As written, the law does now allow the court to order DNA testing for trials or convictions after Jan. 1, 2000. The amended law would move that date to July 1, 2008, when the legislation took effect.
The proposed law was introduced by Sen. Bill Landen, R, Casper, who said it builds on access to justice legislation enacted by many states at the time on urging from the Rocky Mountain Innocence Center that advocated for criminal justice reforms to reverse wrongful convictions.
Landen said the law requires convicted felons meet rigorous standards to access untested DNA evidence. This includes providing a factual basis for why DNA evidence is material to the conviction and that counsel was ineffective in requesting that testing be done prior to trial, among other considerations.
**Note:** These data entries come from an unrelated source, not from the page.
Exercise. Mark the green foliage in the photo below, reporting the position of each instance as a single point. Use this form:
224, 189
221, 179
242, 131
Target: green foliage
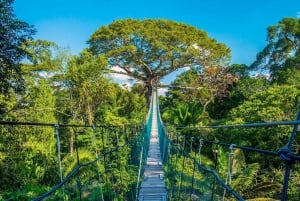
148, 50
282, 48
13, 33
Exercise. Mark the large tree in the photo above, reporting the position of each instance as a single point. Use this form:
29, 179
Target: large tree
148, 50
13, 33
281, 54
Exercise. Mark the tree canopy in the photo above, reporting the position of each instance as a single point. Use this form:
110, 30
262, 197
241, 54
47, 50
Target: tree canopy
148, 50
13, 33
282, 50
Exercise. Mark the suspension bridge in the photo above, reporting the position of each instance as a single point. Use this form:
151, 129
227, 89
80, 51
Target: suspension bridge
146, 162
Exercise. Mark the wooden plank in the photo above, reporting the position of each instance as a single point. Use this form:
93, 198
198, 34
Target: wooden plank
153, 186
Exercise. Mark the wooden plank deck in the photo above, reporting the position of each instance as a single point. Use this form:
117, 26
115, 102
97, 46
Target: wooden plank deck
153, 187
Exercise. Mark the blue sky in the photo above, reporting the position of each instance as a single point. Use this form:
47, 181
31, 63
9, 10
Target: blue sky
241, 25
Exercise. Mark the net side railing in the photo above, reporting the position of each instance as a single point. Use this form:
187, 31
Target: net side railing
207, 163
67, 162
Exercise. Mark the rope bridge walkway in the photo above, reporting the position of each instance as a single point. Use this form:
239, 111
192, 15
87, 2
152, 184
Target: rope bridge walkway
145, 162
153, 187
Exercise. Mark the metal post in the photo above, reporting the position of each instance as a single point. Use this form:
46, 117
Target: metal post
56, 133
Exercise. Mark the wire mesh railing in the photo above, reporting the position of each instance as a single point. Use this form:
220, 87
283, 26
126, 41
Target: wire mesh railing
207, 163
69, 162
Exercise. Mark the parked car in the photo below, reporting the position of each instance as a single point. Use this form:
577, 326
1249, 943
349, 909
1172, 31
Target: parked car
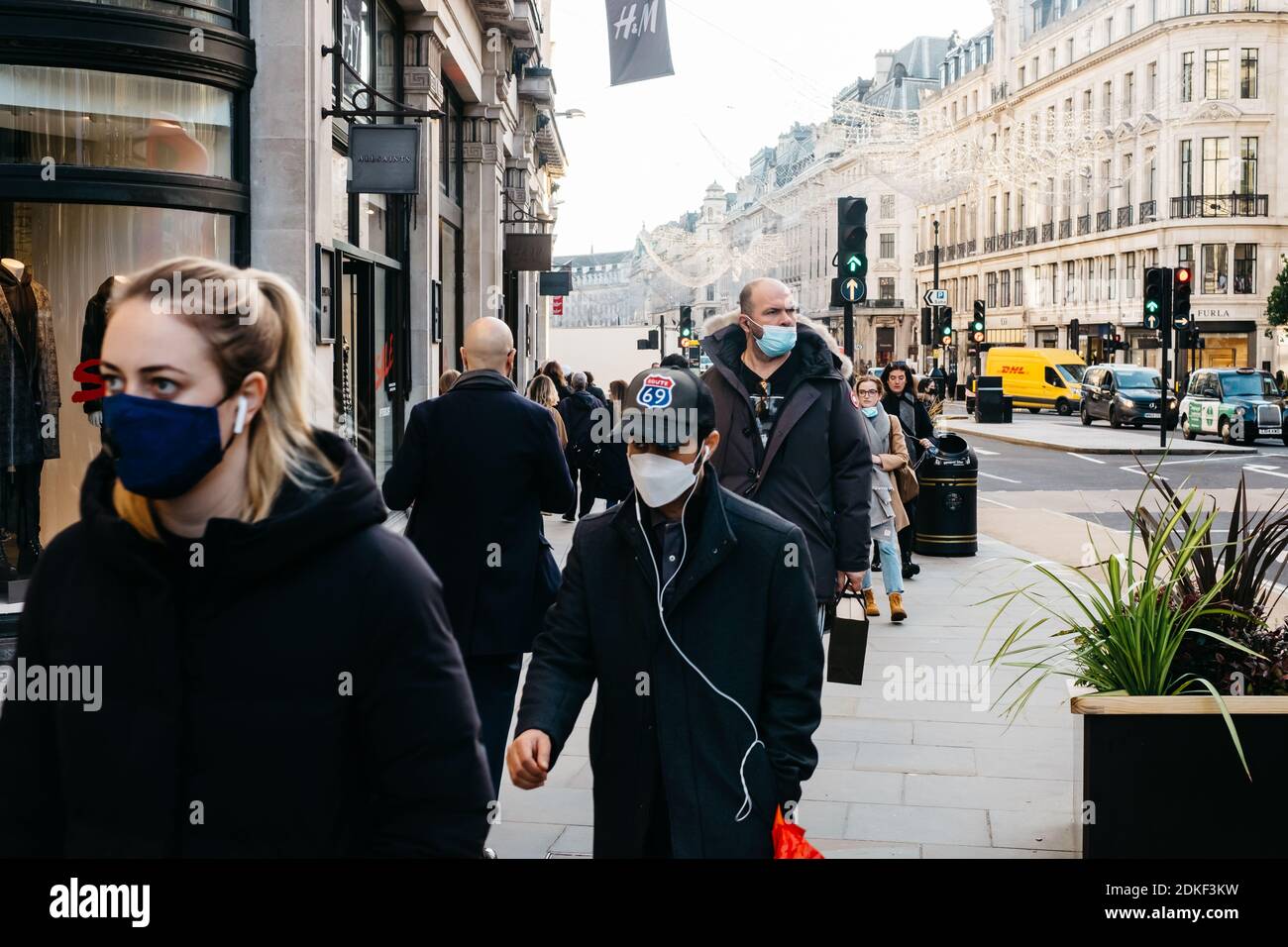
1126, 394
1035, 379
1234, 403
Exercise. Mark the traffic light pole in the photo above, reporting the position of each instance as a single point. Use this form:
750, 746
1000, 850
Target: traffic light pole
849, 331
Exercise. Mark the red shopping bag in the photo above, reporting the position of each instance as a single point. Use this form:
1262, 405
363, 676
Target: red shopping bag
790, 840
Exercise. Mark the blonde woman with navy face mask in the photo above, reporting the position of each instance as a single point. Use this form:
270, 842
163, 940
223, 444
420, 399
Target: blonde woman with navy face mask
887, 514
278, 678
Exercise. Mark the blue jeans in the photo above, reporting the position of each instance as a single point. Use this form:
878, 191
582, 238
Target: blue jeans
892, 569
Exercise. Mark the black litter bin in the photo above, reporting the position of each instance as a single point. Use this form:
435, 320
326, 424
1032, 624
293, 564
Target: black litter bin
947, 505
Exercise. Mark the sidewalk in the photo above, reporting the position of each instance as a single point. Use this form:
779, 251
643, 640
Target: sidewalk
897, 777
1054, 433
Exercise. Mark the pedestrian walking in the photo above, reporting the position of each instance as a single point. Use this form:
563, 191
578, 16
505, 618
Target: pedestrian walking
888, 514
583, 411
542, 392
918, 432
481, 464
554, 371
222, 526
791, 434
700, 637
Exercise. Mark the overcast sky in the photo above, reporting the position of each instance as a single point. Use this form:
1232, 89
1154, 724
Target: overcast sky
745, 69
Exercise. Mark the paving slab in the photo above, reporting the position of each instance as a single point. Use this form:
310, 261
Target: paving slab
1067, 434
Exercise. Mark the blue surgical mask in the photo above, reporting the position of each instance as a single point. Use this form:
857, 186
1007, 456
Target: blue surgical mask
777, 342
163, 449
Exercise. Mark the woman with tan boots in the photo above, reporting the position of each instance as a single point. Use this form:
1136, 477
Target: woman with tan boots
888, 515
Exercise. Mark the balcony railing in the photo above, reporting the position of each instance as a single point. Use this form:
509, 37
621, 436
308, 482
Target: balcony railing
1222, 205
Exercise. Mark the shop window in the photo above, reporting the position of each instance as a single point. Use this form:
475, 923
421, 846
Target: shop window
71, 253
1215, 268
89, 119
1245, 268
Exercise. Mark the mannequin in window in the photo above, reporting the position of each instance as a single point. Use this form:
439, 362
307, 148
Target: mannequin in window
91, 343
29, 421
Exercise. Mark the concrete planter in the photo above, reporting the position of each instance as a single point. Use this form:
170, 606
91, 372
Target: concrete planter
1162, 777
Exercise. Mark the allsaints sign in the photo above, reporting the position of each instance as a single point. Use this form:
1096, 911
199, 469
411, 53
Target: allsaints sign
639, 46
384, 158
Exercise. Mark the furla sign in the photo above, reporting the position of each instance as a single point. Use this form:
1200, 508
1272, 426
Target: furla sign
384, 158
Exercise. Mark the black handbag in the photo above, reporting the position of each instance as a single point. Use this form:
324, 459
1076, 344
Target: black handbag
848, 646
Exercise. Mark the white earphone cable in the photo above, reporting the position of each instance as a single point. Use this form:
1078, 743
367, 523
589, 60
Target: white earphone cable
745, 810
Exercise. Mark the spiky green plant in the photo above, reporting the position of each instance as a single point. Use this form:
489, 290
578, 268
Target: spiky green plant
1127, 622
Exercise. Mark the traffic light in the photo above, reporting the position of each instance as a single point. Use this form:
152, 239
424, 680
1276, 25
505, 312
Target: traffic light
687, 330
851, 241
1158, 300
1183, 287
979, 324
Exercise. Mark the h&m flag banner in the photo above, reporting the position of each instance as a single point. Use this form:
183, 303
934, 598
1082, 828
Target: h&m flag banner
639, 46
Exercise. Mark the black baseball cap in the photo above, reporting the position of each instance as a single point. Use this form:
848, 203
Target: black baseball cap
668, 408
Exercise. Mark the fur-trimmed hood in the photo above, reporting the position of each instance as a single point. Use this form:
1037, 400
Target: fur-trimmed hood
716, 322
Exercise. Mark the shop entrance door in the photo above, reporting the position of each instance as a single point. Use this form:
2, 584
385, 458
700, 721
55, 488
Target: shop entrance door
368, 361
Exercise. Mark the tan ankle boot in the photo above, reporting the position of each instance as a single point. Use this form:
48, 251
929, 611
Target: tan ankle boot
897, 612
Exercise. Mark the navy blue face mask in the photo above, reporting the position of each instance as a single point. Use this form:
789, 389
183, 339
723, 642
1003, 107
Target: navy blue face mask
163, 449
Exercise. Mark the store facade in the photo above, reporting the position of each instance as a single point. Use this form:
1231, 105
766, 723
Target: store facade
124, 141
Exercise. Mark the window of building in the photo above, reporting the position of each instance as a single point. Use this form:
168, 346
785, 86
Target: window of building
1248, 73
1245, 268
1216, 73
1216, 268
1216, 166
1248, 165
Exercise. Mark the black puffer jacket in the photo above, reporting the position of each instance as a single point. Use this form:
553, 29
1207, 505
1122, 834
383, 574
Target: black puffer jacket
296, 694
816, 470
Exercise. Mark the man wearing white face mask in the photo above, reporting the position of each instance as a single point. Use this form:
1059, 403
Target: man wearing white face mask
694, 609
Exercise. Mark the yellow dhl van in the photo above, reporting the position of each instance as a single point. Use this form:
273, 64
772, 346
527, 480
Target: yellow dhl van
1038, 379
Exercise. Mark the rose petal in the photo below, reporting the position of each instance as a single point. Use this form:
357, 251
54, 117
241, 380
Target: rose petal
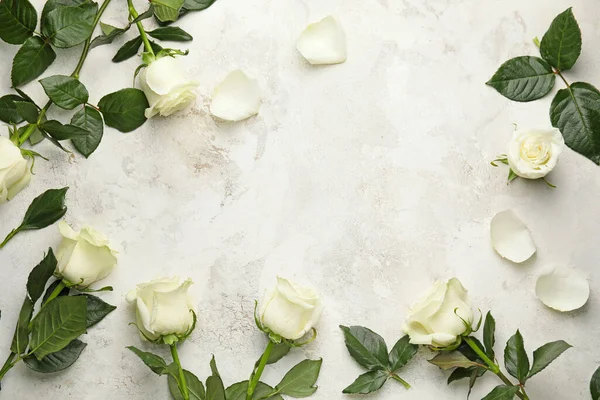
236, 98
511, 238
563, 289
323, 42
163, 75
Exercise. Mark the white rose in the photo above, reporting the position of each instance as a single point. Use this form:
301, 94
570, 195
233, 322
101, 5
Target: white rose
163, 308
14, 171
290, 310
532, 154
436, 319
84, 257
166, 87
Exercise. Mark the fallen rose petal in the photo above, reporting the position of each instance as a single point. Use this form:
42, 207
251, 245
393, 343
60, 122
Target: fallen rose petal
511, 238
236, 98
563, 289
323, 42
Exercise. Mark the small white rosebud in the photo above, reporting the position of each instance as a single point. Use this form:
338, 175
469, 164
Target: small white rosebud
14, 171
84, 257
441, 317
166, 87
290, 310
532, 154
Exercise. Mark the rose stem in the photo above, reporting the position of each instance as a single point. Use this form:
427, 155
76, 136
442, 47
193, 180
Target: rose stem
134, 15
75, 74
183, 387
259, 370
493, 366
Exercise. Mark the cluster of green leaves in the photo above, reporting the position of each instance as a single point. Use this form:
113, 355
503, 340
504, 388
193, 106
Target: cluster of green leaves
43, 211
48, 342
64, 23
574, 110
466, 363
298, 382
370, 351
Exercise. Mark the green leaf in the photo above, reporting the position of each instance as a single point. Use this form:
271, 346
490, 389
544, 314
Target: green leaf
57, 324
45, 209
39, 275
21, 335
69, 26
128, 50
595, 385
489, 335
97, 309
300, 380
214, 388
561, 44
8, 109
167, 10
576, 112
515, 357
549, 352
367, 383
65, 91
109, 34
402, 352
451, 359
502, 393
89, 119
237, 391
195, 387
523, 79
18, 20
124, 110
62, 132
171, 33
64, 292
156, 363
31, 60
366, 347
278, 352
197, 5
58, 361
28, 111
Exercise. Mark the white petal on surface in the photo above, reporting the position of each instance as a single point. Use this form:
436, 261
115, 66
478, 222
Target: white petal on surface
323, 42
236, 98
511, 238
563, 289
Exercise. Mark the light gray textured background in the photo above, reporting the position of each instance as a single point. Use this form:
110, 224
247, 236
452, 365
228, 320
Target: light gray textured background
369, 180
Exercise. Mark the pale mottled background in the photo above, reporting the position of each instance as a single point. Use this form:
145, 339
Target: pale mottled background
369, 179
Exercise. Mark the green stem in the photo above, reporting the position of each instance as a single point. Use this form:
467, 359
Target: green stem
492, 365
563, 78
86, 49
134, 14
402, 381
183, 383
8, 364
10, 236
255, 378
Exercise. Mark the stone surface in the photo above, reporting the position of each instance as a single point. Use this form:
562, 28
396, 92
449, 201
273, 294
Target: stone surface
369, 180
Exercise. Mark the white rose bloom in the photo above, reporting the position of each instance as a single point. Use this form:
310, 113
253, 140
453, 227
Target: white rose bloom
166, 87
163, 307
290, 310
433, 320
14, 171
84, 257
532, 154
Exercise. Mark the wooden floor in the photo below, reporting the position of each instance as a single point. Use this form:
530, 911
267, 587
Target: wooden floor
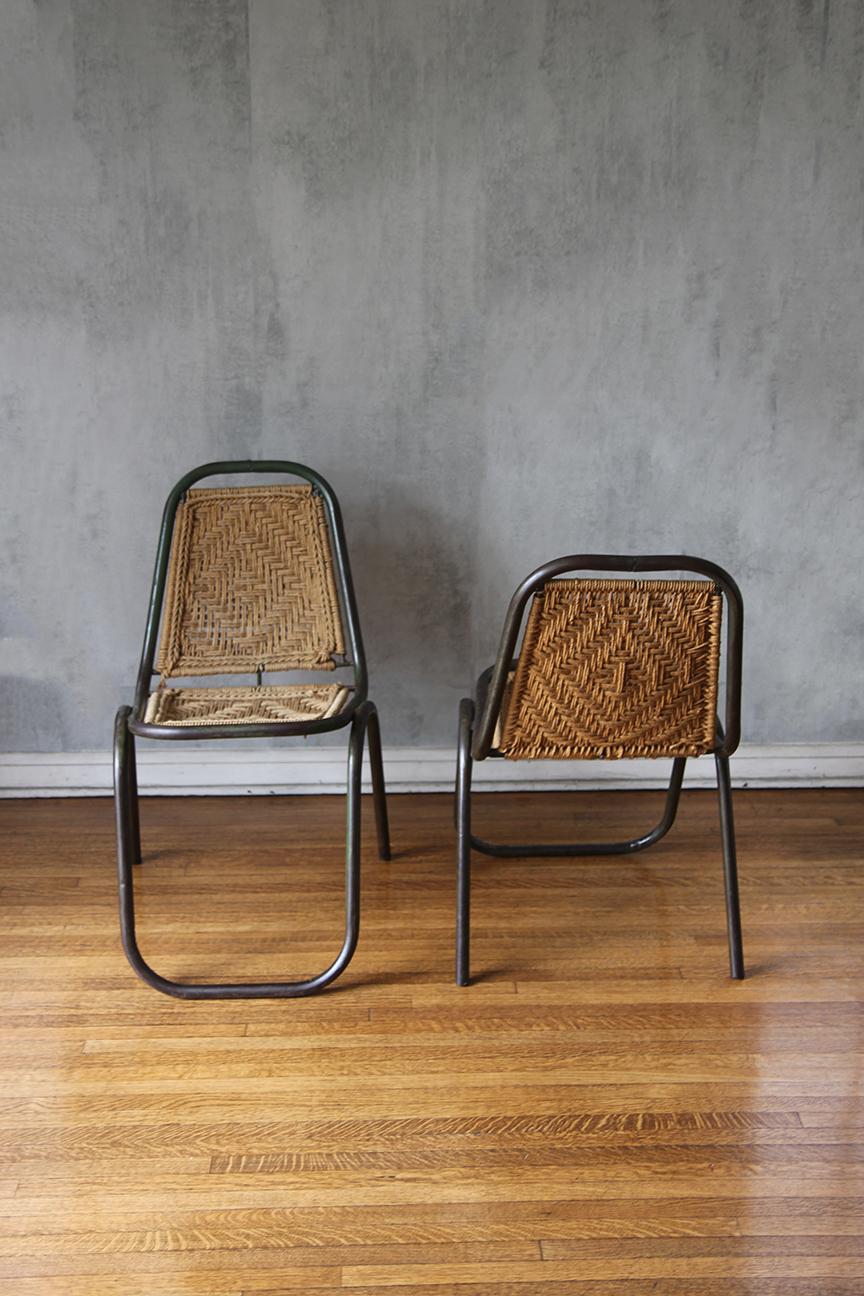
602, 1112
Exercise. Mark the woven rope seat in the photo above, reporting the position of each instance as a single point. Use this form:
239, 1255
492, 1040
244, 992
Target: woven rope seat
614, 669
254, 705
250, 589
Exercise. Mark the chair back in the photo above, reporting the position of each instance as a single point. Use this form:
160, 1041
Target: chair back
250, 583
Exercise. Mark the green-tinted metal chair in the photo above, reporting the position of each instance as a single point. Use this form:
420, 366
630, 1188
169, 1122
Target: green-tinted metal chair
608, 669
249, 579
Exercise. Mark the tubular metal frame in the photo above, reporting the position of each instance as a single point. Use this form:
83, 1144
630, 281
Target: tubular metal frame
476, 741
360, 714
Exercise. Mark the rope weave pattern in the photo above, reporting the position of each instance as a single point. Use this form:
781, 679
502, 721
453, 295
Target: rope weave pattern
614, 669
263, 705
250, 583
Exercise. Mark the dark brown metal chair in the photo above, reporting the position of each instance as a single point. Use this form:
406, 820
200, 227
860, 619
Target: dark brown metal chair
249, 579
608, 669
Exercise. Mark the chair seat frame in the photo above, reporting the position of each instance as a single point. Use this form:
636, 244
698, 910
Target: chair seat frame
360, 716
478, 718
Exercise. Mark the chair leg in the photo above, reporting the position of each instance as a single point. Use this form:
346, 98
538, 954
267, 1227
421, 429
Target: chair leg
378, 788
464, 843
729, 868
123, 800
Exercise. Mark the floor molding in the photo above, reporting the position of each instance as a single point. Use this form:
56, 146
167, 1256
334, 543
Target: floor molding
172, 771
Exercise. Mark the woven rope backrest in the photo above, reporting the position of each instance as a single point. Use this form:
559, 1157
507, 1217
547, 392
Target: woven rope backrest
250, 583
614, 669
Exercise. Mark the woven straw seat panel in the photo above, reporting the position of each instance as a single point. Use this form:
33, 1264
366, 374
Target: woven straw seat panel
613, 669
264, 705
250, 583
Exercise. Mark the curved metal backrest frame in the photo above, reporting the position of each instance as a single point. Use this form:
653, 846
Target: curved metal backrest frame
729, 732
341, 565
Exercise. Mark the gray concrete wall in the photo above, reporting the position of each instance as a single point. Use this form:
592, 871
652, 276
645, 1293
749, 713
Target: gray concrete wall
518, 276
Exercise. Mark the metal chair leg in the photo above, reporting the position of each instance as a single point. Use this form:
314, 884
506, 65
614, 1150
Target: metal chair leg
123, 786
729, 868
464, 843
378, 788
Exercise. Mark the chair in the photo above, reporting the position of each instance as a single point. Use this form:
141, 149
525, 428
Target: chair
249, 579
608, 669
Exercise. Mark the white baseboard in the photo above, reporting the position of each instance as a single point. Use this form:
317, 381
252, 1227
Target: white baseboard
171, 771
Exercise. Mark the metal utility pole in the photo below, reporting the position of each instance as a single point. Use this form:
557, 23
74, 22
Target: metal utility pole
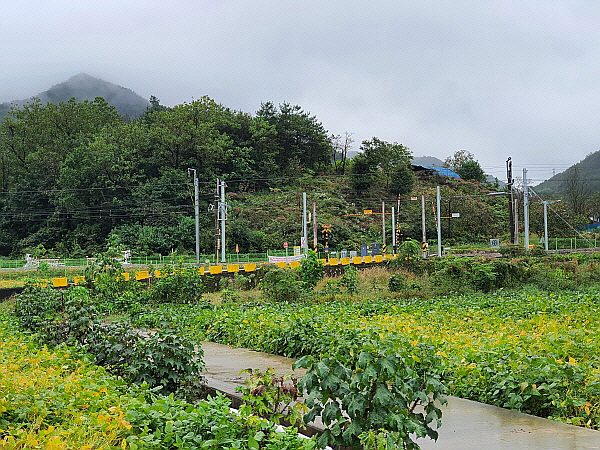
382, 224
423, 224
393, 230
511, 216
315, 226
196, 214
304, 225
439, 201
546, 225
217, 232
526, 209
223, 218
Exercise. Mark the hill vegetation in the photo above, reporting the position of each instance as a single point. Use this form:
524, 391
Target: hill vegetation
75, 172
84, 87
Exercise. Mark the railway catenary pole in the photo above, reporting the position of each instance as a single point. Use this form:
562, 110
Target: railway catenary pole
304, 225
223, 217
196, 214
526, 209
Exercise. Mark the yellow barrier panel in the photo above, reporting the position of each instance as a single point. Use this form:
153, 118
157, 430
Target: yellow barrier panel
60, 282
214, 270
42, 282
142, 275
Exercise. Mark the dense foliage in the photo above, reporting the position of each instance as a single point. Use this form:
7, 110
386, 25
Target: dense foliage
73, 174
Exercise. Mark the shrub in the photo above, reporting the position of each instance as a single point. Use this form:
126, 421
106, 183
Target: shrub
349, 280
283, 284
376, 392
311, 269
181, 286
396, 283
159, 358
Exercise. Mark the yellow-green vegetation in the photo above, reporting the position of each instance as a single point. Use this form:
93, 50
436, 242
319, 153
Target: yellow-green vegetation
522, 334
50, 399
54, 400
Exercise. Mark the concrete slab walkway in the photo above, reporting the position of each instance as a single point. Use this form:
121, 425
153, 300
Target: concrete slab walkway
466, 425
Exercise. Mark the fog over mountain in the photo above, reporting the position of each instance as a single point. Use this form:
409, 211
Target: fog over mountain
85, 87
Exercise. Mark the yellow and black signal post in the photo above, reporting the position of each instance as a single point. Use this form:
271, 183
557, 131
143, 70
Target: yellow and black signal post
327, 233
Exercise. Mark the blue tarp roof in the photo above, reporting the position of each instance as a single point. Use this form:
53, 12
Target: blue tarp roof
443, 171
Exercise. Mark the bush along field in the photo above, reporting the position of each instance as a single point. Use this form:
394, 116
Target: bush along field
518, 333
56, 396
380, 345
57, 399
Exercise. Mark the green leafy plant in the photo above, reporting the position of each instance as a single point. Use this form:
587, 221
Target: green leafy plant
161, 358
396, 283
283, 284
349, 280
385, 388
180, 286
311, 269
273, 397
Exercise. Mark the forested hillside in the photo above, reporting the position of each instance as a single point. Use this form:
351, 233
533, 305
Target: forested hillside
83, 87
73, 173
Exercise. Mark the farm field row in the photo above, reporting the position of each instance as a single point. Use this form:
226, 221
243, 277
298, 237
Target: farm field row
533, 351
56, 399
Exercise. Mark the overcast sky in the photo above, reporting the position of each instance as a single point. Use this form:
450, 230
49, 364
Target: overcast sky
496, 78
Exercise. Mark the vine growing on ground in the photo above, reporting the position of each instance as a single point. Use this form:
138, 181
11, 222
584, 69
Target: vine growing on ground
385, 391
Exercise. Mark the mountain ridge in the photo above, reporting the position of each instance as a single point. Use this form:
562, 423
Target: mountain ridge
85, 87
585, 172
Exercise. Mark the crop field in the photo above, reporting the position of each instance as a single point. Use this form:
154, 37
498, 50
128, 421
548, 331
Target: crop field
520, 333
535, 352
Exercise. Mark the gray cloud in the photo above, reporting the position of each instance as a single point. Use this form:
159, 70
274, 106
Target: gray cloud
498, 78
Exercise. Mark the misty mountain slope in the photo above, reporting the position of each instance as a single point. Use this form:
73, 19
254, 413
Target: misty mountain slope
85, 87
586, 173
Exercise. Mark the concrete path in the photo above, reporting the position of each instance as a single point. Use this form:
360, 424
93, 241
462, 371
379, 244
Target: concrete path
466, 425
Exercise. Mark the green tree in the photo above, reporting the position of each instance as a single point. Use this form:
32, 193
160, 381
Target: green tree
455, 161
301, 140
402, 180
364, 173
384, 155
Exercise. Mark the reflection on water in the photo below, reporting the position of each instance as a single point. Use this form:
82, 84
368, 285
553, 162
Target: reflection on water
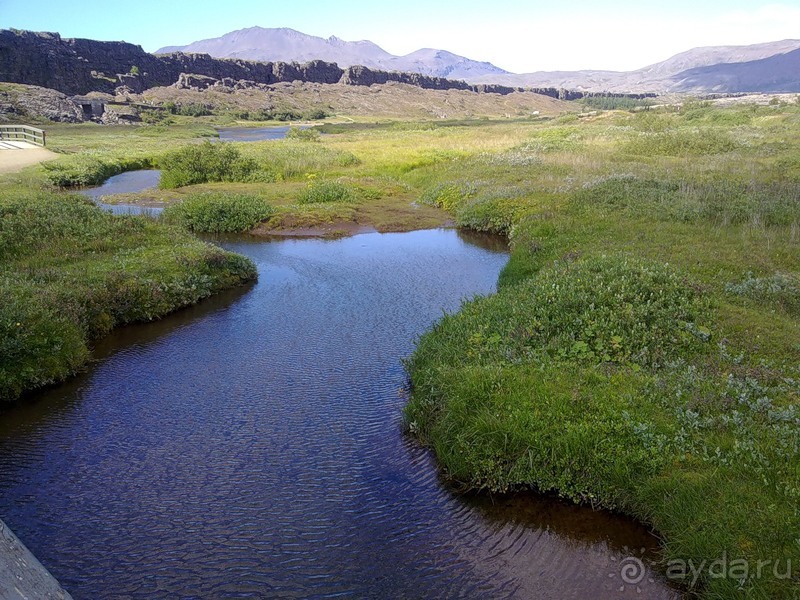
126, 183
253, 134
253, 447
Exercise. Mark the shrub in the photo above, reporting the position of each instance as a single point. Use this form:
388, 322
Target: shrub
206, 162
219, 212
448, 196
325, 191
678, 142
493, 214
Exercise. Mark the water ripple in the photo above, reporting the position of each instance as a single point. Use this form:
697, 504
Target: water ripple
252, 447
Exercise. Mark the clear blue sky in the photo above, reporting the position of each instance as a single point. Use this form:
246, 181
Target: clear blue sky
517, 35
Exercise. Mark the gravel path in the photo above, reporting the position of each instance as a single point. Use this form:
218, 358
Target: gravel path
16, 159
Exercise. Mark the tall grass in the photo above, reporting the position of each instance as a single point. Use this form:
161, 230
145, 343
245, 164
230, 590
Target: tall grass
70, 272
Though the initial legislation was good, Landen said it also had unintended consequences for locking out access to those people who were convicted prior to 2008.
Closing this loophole would provide access to those like Eddie Magallanes, who was tried and found guilty of first-degree murder in the shooting death of Joseph Lopez in 2006.
Emily Madden, Casper-based attorney and commissioner of the Wyoming State Bar for the Seventh Judicial District, told the Senate Judiciary Committee she first learned about the legislation after being appointed by U.S. District Judge Alan Johnson to represent Magallanes in his pursuit for post-conviction DNA testing.
Magallanes was convicted at age 24 and is serving a life sentence without the possibility of parole.
Despite his conviction, Madden said that Magallanes maintains his innocence and that he wasn’t in Wyoming the night of the shooting but was rather at home in North Platte, Nebraska. DNA collected at the scene could have, and still could, prove his innocence if tested, Madden said.
Magallanes meets all the standards to access the untested DNA, she said, with the exception of his conviction date falling outside of the current timeframe.
Better Technology
Attorney and University of Wyoming law professor Lauren McLane spoke about advancement in DNA testing. Prior to moving to Wyoming, McLane had previously been a DNA attorney for many years.
One of her specialties, she told the committee, is forensic science, including teaching classes at UW.
She said that technology has improved dramatically since the 1980s, including restriction fragment length polymorphism (RFLP), allowing for advanced testing on smaller samples at a fraction of the time and cost.
“The funny thing about RFLP is it took months — some weeks, months — to actually process DNA ,” she said. “Now today, at DCI (Wyoming Division of Criminal Investigation) and the crime lab, it takes a few hours.”
McLane also noted that smaller and degraded samples that previously were untestable are now able to be processed.
“We didn't need as much sample size, and we could distinguish profiles much better,” she said. “We're even more capable of doing so today with the technology that we have.”
At What Cost?
Sen. John Kolb, R, Rock Springs, questioned the cost of extending access for post-conviction DNA testing to which Madden said it would be negligible when compared to the high “moral cost,” as well as the fiscal cost of long-term incarceration of wrongly accused people.
“When you are talking about incarcerating people for decades or for life imprisonment, and they are people who have the hallmarks of wrongful convictions with the need to access this type of DNA evidence for the purpose of presenting claims of factual innocence, it would save the state money if those people who were wrongfully convicted could access that with the relative cost of DNA testing being inexpensive,” Madden said.
Neither Madden nor Landen could provide the cost of housing an inmate per year or how much it costs to test DNA, so the committee tabled the discussion until the next reading of the bill when those costs would be provided.
Madden further noted that if the law is enacted, she doubted it would “open the floodgates to other petitioners.”
Other than the presenters, there was no public comment or discussion about the proposed law.